Oil has staged an impressive rally since dropping below $35 a barrel in mid-February, soaring 42% in little more than a month to about $50 a barrel.

And while there remains a risk that prices will retreat further due to sluggish demand, there are also three very compelling reasons why oil is still a safe long-term bet:

  • OPEC has made substantial progress in reducing the amount of oil on the market.
  • The dollar has been made vulnerable by the U.S. Federal Reserve's aggressive policy of quantitative easing.
  • And low oil prices and tight credit have reduced global energy investment, putting future supply at risk.

There's no question that downside risk remains. On April 13, the Paris-based International Energy Agency (IEA) lowered its demand forecast by 1 million barrels a day, and now expects the world will use about 83.4 million barrels per day in 2009. That would be 2.4 million barrels a day, or 2.8% less than last year.

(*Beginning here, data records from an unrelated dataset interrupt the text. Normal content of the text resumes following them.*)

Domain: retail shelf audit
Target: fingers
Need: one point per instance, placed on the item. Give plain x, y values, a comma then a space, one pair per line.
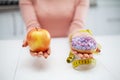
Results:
24, 43
45, 55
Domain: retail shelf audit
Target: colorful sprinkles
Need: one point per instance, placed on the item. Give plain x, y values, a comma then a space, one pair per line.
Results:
83, 43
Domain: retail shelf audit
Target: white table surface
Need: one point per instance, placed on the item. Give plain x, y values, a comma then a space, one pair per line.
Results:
17, 64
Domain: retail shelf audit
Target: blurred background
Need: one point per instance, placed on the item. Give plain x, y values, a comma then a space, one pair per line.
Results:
103, 18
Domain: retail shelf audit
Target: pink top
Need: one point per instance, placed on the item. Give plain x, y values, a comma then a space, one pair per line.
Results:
57, 16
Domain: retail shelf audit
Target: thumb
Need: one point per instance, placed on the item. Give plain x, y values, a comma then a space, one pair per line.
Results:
24, 43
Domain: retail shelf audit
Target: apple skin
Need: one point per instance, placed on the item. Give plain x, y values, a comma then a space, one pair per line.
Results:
38, 39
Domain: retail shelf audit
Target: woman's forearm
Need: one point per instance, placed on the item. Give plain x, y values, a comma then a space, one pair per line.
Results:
28, 14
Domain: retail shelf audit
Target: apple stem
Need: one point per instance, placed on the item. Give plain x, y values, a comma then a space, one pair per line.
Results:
36, 28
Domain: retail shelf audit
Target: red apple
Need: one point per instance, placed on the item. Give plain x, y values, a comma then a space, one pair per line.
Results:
38, 39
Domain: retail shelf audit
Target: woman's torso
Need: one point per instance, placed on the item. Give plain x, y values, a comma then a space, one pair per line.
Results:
55, 15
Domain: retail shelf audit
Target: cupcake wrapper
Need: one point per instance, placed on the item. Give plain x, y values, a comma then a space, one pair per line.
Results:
83, 43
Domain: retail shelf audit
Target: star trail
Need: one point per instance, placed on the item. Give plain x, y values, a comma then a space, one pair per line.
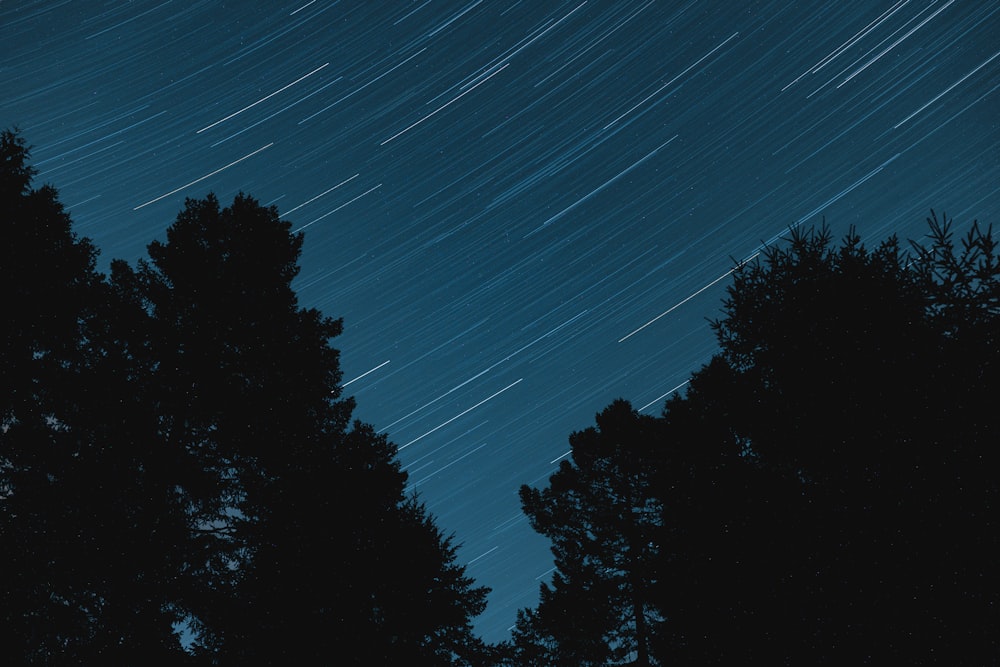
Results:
529, 208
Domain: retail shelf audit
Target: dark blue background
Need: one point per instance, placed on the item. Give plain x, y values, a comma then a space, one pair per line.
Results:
521, 185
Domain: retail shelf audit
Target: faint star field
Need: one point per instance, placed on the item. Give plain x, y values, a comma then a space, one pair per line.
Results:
522, 210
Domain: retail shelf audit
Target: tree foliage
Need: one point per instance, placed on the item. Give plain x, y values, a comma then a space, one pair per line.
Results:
175, 453
828, 484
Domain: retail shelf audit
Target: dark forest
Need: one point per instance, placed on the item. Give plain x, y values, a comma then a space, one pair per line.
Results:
182, 481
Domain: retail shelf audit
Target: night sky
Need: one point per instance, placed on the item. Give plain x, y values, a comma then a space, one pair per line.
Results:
522, 210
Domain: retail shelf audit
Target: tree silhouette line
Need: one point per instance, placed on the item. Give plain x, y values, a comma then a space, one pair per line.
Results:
176, 457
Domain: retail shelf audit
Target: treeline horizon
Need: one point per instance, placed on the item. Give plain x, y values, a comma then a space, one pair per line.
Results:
175, 452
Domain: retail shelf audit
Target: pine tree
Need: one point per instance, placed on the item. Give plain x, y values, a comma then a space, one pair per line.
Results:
601, 515
310, 547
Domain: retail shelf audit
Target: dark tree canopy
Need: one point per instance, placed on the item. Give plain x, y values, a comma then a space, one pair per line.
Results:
600, 513
827, 487
175, 454
87, 527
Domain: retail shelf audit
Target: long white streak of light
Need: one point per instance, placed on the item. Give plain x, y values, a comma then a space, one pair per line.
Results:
681, 303
842, 193
199, 180
658, 90
561, 456
460, 414
447, 465
660, 398
485, 370
265, 98
291, 210
360, 88
849, 43
484, 555
454, 18
599, 188
531, 40
894, 44
945, 91
366, 373
346, 203
443, 106
302, 7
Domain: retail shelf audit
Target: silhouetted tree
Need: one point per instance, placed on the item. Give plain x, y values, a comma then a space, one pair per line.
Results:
86, 530
601, 516
850, 401
311, 552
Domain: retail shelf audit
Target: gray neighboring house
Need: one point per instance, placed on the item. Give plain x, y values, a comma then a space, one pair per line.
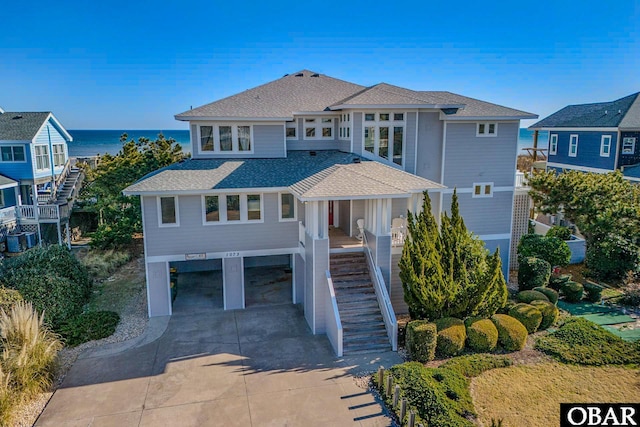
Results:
317, 174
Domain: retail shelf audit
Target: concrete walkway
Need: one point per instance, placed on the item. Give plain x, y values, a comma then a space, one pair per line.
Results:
254, 367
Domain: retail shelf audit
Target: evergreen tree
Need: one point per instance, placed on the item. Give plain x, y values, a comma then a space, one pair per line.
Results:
449, 272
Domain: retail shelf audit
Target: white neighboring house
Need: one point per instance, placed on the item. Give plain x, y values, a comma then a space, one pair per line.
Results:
282, 173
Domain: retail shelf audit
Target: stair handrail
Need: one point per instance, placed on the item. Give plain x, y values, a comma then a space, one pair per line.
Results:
334, 334
384, 301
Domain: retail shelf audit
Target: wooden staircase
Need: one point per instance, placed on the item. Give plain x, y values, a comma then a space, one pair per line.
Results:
362, 322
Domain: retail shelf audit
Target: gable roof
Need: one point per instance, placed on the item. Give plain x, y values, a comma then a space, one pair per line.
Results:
327, 174
600, 114
306, 91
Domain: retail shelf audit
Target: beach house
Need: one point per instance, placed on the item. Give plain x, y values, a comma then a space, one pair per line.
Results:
317, 174
599, 137
37, 182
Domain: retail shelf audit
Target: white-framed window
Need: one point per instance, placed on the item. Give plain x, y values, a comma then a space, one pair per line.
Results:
573, 145
292, 130
42, 157
482, 189
168, 211
288, 207
232, 208
605, 146
383, 135
58, 155
486, 129
553, 143
226, 138
12, 153
318, 128
628, 145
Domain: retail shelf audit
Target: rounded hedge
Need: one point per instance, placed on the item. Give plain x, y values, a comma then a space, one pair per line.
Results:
528, 315
549, 313
451, 336
533, 272
533, 295
512, 335
482, 335
572, 291
551, 294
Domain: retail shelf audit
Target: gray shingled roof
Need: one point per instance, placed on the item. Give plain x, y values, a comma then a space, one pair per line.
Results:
601, 114
327, 174
301, 92
19, 126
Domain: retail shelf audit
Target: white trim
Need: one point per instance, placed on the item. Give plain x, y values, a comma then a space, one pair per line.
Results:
295, 208
553, 137
177, 208
603, 144
577, 167
504, 236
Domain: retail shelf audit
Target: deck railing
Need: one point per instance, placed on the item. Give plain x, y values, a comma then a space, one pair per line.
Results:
334, 325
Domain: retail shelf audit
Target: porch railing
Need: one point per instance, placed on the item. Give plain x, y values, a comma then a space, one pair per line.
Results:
334, 325
384, 301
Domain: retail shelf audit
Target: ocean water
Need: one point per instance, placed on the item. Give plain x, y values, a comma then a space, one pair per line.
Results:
92, 142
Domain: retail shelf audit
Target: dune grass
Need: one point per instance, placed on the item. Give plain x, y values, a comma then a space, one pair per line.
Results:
530, 395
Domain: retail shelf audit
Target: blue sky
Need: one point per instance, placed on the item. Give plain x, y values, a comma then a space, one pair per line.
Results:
134, 64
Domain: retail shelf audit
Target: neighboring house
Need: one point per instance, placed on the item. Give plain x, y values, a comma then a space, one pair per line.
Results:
600, 137
296, 170
37, 183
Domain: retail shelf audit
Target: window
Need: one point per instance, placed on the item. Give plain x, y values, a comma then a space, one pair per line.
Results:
573, 145
168, 211
13, 153
553, 144
211, 209
482, 189
225, 138
384, 137
628, 145
287, 207
292, 130
487, 129
605, 146
42, 157
58, 155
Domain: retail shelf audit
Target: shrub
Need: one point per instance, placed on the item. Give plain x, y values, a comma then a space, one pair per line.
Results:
556, 282
551, 249
93, 325
549, 313
421, 340
533, 295
451, 336
593, 291
29, 350
8, 297
482, 335
533, 272
582, 342
551, 294
512, 334
440, 396
475, 364
528, 315
559, 231
572, 291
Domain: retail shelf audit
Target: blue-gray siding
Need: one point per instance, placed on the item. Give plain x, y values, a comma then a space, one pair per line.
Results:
470, 159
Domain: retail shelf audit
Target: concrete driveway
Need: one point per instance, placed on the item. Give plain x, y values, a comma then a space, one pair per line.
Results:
253, 367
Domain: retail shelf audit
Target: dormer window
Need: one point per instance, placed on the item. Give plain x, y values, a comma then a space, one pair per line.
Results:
487, 129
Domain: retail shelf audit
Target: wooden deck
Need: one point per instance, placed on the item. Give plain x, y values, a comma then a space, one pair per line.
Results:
339, 240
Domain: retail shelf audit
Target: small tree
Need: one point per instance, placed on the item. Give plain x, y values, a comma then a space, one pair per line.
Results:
448, 273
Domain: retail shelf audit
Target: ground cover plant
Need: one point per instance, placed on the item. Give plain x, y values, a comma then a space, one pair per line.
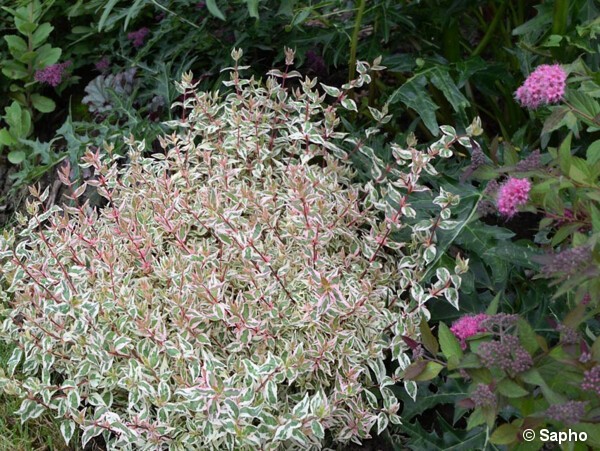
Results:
516, 84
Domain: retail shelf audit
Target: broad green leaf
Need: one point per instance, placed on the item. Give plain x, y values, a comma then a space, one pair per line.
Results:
6, 139
504, 434
440, 78
16, 156
42, 104
252, 8
414, 95
14, 70
432, 369
527, 336
593, 152
46, 56
564, 154
41, 34
214, 9
511, 389
106, 12
16, 45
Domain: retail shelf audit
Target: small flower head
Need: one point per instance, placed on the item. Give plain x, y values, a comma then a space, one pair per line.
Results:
53, 74
569, 412
103, 64
512, 193
138, 37
483, 396
467, 326
591, 380
545, 85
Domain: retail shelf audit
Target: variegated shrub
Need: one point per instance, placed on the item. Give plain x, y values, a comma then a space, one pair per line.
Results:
239, 291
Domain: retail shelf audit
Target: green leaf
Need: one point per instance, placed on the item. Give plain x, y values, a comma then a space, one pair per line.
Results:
414, 95
317, 429
505, 434
46, 56
432, 369
511, 389
14, 360
593, 153
214, 9
252, 8
449, 344
41, 34
16, 156
493, 307
29, 410
527, 336
16, 45
427, 338
564, 154
42, 104
14, 70
13, 118
67, 428
106, 12
440, 78
475, 419
6, 139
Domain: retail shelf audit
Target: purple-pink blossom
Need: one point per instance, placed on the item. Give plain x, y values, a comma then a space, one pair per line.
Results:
138, 37
103, 64
467, 326
512, 193
545, 85
53, 74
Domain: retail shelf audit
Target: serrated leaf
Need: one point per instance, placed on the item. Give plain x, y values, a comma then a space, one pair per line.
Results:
214, 9
504, 435
414, 95
42, 104
17, 156
511, 389
41, 34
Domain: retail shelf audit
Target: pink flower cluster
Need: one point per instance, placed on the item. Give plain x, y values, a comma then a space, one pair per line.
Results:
467, 326
546, 84
138, 37
103, 64
53, 74
512, 193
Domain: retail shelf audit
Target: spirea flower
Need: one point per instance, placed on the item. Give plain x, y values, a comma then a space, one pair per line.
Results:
512, 193
545, 85
138, 37
467, 326
569, 412
568, 261
483, 396
591, 380
103, 64
53, 74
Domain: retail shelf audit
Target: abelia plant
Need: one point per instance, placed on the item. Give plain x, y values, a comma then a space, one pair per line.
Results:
239, 291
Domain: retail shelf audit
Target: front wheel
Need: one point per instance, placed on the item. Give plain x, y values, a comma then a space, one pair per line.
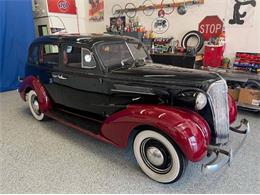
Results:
159, 159
34, 106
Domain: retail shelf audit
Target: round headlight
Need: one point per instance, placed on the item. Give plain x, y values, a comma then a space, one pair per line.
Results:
201, 101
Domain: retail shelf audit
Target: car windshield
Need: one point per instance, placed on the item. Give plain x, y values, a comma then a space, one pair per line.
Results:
117, 55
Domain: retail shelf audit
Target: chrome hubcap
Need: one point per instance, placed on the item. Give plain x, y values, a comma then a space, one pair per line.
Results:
155, 156
35, 105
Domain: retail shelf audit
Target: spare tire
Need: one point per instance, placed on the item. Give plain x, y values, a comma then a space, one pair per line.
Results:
193, 34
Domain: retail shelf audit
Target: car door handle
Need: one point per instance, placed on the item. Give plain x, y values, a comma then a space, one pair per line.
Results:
62, 77
55, 75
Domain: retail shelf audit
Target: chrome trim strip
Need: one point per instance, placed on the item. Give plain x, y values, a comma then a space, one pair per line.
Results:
222, 134
224, 157
136, 92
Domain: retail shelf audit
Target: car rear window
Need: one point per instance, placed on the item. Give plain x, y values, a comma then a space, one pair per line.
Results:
49, 54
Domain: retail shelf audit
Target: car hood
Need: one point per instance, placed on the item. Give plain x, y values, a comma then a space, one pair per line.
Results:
166, 74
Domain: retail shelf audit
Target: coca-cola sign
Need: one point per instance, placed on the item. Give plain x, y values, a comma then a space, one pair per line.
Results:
62, 6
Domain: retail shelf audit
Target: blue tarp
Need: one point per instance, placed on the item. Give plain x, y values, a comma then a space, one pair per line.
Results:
16, 34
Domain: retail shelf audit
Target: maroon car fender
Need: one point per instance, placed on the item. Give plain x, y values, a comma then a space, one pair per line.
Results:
31, 82
188, 129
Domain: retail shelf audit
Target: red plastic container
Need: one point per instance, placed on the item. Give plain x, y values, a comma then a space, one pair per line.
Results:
213, 55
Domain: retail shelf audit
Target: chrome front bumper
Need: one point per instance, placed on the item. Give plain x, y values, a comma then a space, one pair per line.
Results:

But so far dwindling demand has failed to contain oil prices.

The futures contract for benchmark crude settled at $49.66 a barrel on March 31, up 11.3% from where it ended 2008. As Money Morning predicted in its annual outlook series, the first quarter was a volatile one, in which oil prices tested the low $30s before surging over $50 in recent market rally.

And analysts are almost completely united in the view that, despite its short-term volatility, declines in production, exploration and development, and the value of the dollar will drive oil prices substantially higher in the years ahead.

OPEC Keeps a Lid on Production

The members of OPEC generated tremendous revenue from oil prices that soared over $147 a barrel last year. However, just as the world's top oil producers began looking for ways to spend their massive stockpiles of cash, prices began a plunge that would see crude lose more than three-quarters of its value.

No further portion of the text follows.